It’s not uncommon for high-profile CEOs to avoid earnings calls. Jeff Bezos (now retired), for instance, rarely spoke on Amazon’s quarterly calls. He left the company’s chief financial officer in charge of those meetings.
Financially, Tesla is in a really good place right now. In the second quarter, the company posted $1.4 billion in GAAP net income, an all-time high and a tenfold growth from a year ago. Revenue from EV sales came in at $10.21 billion for the quarter. Only 3.5 percent of total revenue came from sales of regulatory credits—a positive sign that Tesla is growing independent of government subsidies.

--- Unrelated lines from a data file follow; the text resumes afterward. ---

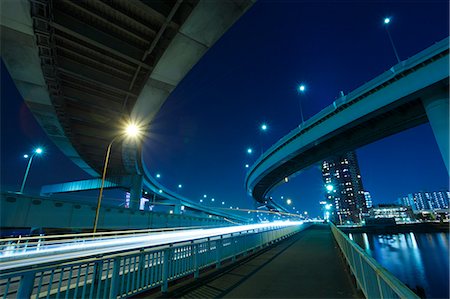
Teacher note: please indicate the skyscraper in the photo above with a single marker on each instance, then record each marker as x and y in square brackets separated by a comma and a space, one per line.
[344, 188]
[419, 201]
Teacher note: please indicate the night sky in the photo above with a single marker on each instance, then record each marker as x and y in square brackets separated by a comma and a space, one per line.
[200, 136]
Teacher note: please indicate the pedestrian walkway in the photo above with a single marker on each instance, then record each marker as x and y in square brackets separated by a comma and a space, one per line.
[308, 265]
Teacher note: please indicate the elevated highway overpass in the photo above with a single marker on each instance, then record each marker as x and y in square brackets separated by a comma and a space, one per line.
[411, 93]
[84, 68]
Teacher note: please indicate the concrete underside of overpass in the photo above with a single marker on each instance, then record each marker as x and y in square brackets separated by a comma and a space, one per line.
[84, 68]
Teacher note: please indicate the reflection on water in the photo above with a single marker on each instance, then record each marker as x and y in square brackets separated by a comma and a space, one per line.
[417, 259]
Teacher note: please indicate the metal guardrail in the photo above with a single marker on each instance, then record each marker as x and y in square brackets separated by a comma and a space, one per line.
[138, 270]
[373, 280]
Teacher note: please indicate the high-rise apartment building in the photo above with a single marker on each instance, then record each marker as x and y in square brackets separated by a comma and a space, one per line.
[368, 198]
[344, 188]
[419, 201]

However, there is still plenty of valuable information that Tesla investors need from the CEO. On his last call on Monday, Musk addressed Tesla’s supply chain challenges, including a global chip shortage, timelines of Tesla Semi and Cybertruck, and controversies around Tesla’s hyped “Full Self-Driving” service package, which struggles to live up to its name.
“We need to make full self-driving work in order for it to be a compelling value proposition. Otherwise, people are kind of betting on the future,” Musk said on Monday. “Right now, does it make sense for somebody to do an FSD subscription? I think it’s debatable. But once we have full self-driving widely deployed, then the value proposition will be clear.”
“Hopefully, Tesla can find an executive to answer tough questions and give straightforward explanations without the sideshow,” penned MarketWatch. “Many investors/fans will likely miss Musk on future earnings calls, but they will be better served without his over-reaching statements and predictions.”